Book Review: All The Missing Girls by Megan Miranda

All the Missing Girls starts off in the present day, jumps two weeks ahead, and then starts going backwards one day at a time.  From there it goes back to present day and then three months into the future. I'm not sure how I felt about the structure of the book. I didn't particularly care for the format, but if she had told it any other way, we would have know the entire plot, with the exception of the ending, within the first half of the book.

megan mirandaBecause of the way Megan Miranda wrote the book, it started off slowly and maintained the slowness through out most of the book. It wasn't until the last third of the book that it got really interesting. At that point, I had trouble putting it down, which is the reason I gave it 3 stars out of 5.

As far as the characters go, I didn't feel like we really got to know any of them. They seemed so two dimensional. Even with them being two dimensional, I found both Daniel, Corrine, and Annaleise to be very unlikable. I had mixed emotions about Nic and Everett until the very end and ended up disliking both of them. In my opinion, the only likable character throughout was Tyler.

What was a bit disappointing was the reasoning behind and how Corrine went missing the decade before. It just seemed a bit off like there was more to the story that ended up getting edited out. Annaleise Carter was the alibi to all of the suspects in Corrine's case, and Annaleise was the second girl to go missing in the book. I expected there to be more than two girls missing, so I felt like the title was a little misleading.

I think the author was trying for this to be a psychological thriller, but it just doesn't cut the mustard for me. It was more of a romantic thriller when it is all said and done. Part of the reason I say this is there wasn't much detail into the investigation towards the end of the book and rushed into a romance. Although this novel is targeting adults, I felt like it was more geared toward high school or college age students . . . more of a mature young adult novel.

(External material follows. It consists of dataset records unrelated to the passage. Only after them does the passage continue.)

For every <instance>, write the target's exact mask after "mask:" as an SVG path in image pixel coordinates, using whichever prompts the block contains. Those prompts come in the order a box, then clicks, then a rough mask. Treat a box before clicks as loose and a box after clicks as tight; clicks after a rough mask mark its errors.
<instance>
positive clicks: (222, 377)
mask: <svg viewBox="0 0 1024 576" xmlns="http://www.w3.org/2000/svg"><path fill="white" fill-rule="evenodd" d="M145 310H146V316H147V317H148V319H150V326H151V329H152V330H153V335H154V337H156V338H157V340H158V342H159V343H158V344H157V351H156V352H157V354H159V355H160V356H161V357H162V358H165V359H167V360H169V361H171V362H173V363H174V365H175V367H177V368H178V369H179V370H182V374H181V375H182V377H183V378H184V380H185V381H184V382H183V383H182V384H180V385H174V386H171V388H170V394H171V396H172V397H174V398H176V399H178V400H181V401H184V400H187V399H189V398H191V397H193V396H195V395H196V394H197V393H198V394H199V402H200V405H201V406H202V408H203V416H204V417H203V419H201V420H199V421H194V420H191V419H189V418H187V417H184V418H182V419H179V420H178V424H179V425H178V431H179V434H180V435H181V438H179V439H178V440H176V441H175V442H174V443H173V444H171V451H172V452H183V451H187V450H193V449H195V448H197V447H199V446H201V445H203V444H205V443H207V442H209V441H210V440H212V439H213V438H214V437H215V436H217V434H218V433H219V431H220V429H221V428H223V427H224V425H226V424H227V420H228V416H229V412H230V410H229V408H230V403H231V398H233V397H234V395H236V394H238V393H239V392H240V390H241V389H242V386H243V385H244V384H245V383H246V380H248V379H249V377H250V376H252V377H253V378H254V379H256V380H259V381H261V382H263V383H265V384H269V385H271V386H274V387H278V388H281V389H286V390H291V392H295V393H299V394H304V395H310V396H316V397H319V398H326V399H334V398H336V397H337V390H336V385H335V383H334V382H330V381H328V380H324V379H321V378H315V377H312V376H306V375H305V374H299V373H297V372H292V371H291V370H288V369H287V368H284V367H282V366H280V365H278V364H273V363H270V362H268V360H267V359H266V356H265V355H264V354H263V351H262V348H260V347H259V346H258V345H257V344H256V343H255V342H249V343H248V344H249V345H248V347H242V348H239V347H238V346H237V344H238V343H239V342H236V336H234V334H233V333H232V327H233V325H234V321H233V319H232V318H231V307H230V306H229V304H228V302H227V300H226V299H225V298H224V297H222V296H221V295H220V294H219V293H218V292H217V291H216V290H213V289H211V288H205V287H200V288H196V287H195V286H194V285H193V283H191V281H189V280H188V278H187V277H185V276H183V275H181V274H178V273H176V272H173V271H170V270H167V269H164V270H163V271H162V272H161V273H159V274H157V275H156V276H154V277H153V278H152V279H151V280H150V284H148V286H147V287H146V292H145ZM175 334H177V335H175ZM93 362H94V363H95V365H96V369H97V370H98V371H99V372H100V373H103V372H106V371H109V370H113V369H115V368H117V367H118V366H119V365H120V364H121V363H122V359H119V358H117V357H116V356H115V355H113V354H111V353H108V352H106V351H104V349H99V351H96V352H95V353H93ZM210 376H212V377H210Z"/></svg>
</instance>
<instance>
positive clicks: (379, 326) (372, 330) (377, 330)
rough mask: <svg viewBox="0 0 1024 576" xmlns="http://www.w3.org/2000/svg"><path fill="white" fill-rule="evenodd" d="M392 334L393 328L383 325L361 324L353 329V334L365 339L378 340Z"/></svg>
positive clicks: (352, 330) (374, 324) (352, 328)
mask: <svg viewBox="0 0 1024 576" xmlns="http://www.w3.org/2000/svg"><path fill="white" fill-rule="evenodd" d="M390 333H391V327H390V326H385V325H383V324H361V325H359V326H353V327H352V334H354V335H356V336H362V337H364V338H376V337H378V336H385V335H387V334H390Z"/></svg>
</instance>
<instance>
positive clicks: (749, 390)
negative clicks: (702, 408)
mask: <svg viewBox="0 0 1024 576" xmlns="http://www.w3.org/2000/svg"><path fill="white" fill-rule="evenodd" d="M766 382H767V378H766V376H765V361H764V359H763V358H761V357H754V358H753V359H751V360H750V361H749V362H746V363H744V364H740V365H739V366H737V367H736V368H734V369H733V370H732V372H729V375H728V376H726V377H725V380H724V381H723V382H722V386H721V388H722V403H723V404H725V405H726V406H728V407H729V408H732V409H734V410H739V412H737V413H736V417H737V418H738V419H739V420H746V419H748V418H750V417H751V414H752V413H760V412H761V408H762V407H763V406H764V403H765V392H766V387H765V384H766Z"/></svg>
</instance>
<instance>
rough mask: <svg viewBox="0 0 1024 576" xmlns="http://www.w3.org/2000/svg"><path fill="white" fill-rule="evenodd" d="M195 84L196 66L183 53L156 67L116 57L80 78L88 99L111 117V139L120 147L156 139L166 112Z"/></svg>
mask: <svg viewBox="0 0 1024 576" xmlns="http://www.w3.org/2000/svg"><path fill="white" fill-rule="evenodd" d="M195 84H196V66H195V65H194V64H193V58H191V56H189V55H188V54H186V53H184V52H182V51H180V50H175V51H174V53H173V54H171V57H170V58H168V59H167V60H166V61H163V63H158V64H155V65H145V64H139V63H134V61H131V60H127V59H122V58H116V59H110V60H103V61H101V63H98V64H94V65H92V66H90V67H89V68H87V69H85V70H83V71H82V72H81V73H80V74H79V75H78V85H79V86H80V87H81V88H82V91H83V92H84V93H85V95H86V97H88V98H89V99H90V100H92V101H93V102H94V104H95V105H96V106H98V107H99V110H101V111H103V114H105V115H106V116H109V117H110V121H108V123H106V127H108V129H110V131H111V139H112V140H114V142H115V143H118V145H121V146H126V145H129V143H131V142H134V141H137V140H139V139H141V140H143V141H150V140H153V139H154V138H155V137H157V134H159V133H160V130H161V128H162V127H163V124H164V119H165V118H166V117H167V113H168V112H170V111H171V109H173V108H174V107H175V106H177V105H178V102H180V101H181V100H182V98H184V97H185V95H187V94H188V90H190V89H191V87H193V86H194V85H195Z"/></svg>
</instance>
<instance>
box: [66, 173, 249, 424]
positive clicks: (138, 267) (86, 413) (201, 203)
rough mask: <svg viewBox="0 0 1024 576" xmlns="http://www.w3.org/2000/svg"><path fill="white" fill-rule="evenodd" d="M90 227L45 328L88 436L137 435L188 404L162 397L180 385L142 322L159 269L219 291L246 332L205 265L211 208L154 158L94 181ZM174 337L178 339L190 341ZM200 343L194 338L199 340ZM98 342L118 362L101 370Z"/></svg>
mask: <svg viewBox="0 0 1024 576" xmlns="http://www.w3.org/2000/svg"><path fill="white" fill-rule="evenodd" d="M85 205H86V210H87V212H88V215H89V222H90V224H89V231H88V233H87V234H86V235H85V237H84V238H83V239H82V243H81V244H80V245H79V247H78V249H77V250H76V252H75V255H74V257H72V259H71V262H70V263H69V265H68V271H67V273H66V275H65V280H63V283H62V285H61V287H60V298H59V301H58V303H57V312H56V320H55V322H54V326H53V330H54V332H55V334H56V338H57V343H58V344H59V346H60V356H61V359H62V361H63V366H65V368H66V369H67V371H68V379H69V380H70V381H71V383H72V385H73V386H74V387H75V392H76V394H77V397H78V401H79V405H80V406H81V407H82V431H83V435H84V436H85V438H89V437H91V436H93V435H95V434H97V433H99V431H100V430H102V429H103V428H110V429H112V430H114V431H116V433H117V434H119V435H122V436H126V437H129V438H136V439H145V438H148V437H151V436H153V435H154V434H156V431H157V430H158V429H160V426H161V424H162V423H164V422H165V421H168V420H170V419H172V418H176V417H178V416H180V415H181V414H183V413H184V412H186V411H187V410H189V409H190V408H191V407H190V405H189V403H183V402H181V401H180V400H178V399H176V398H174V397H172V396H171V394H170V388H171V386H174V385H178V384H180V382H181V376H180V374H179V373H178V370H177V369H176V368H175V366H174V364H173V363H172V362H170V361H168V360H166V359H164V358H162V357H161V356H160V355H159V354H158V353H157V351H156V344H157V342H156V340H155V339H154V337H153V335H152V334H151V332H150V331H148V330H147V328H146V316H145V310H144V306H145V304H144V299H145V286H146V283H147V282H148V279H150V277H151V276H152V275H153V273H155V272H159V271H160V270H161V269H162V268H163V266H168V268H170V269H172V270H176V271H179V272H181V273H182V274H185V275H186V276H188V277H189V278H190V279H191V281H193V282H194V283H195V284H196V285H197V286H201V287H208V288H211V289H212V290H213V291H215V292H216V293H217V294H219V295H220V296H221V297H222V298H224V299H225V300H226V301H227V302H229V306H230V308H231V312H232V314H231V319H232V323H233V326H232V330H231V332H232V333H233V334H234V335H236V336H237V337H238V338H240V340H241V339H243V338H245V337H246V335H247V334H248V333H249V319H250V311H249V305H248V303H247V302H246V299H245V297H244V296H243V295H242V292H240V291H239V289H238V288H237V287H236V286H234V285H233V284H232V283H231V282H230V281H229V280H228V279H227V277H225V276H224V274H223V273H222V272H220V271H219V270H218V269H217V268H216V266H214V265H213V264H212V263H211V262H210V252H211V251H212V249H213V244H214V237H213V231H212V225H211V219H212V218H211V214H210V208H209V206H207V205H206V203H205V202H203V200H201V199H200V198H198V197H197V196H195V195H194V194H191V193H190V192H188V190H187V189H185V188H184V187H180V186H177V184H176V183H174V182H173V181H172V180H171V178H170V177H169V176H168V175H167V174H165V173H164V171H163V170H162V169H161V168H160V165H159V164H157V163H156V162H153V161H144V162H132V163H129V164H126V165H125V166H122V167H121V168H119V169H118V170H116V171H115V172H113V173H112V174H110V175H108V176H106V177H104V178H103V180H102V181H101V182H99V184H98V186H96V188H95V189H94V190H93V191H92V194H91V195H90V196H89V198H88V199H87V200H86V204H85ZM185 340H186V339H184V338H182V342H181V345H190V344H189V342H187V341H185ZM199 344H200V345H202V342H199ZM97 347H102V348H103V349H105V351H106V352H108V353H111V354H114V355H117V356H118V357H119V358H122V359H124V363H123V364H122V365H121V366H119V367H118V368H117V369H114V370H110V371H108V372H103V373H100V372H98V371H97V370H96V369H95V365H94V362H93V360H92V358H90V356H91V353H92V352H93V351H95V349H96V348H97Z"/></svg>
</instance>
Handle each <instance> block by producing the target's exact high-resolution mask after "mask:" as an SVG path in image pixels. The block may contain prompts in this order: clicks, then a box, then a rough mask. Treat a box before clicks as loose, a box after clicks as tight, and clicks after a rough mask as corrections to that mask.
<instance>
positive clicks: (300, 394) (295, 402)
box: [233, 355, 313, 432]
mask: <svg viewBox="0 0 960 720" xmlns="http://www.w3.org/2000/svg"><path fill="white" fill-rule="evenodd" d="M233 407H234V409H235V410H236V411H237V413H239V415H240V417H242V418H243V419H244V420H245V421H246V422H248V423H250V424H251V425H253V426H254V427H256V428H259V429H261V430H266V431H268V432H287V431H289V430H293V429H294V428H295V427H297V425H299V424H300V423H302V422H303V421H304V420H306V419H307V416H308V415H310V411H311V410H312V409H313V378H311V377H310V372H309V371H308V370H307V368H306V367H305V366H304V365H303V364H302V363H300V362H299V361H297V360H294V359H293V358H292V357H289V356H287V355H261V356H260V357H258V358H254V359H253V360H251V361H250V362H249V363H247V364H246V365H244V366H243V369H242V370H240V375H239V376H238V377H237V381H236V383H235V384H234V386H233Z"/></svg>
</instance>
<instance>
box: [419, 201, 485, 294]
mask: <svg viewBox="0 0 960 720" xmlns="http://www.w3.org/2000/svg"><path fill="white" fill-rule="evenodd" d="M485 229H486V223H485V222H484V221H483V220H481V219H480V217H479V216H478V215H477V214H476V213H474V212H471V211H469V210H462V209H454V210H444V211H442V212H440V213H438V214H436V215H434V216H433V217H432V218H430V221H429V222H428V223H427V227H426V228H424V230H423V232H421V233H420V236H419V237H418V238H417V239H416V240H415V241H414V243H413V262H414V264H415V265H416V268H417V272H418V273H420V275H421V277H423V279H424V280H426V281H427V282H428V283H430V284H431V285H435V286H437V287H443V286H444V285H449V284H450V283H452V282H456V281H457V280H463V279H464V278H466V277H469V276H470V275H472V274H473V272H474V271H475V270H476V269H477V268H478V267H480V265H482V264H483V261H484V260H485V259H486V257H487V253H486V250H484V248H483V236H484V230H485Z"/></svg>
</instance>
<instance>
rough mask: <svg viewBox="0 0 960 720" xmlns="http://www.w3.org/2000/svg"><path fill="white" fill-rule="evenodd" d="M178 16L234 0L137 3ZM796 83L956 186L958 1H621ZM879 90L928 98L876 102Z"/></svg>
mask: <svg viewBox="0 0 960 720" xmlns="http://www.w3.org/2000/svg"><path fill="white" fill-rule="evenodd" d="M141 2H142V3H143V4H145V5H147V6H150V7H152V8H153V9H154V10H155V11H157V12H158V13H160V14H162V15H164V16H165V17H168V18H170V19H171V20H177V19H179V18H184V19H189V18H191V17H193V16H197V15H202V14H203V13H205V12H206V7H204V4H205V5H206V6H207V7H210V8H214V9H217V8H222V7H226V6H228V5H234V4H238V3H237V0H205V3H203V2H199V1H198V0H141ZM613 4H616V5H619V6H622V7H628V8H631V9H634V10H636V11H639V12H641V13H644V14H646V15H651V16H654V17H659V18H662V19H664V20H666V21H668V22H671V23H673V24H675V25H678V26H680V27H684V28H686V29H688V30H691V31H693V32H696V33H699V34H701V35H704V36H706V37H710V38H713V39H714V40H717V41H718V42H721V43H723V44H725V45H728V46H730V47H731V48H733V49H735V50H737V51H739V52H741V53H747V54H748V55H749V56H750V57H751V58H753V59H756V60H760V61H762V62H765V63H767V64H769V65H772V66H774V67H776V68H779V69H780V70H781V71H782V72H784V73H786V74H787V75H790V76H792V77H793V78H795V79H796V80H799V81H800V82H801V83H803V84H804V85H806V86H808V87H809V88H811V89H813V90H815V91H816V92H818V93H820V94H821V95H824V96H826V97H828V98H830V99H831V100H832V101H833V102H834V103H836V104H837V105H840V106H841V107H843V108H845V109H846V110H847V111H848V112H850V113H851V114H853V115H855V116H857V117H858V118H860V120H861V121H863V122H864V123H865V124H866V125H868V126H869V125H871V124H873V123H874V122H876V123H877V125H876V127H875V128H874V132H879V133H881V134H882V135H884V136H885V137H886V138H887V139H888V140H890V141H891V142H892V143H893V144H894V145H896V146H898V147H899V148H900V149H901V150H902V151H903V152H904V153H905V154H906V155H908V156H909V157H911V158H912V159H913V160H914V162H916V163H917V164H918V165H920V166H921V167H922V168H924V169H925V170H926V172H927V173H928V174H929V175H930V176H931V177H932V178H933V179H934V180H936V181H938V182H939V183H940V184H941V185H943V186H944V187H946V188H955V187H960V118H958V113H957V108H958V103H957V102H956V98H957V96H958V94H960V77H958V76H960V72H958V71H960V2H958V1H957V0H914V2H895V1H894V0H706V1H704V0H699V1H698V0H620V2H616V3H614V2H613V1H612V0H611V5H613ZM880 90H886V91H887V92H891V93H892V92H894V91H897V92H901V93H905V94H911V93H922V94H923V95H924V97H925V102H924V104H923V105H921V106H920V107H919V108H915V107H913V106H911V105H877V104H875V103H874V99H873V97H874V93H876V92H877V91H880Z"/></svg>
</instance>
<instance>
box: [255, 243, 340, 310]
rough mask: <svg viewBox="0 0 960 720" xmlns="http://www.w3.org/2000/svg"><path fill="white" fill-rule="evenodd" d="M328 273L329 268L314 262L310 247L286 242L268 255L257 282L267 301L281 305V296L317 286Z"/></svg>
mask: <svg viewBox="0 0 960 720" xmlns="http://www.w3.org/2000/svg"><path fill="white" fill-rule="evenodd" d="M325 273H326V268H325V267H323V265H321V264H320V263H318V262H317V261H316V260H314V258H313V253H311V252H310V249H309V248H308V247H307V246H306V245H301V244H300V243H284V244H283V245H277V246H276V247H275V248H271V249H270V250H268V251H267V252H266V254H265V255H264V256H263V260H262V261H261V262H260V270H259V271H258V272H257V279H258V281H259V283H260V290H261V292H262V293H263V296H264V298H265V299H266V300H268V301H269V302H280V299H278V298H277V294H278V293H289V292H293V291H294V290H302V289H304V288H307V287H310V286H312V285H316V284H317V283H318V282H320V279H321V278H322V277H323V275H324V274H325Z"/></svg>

Synopsis:  Nicolette Farrell receives a phone call from her brother Daniel asking her to come home. The bills for their father's care at the nursing home are becoming too large, and they need to prepare their childhood home to sell. Back in Cooley Ridge, Nic's past comes back to haunt her when Annaleise Carter, a neighbor, goes missing, which reopens another case from a decade ago when another girl, Corrine, went missing under similar circumstances.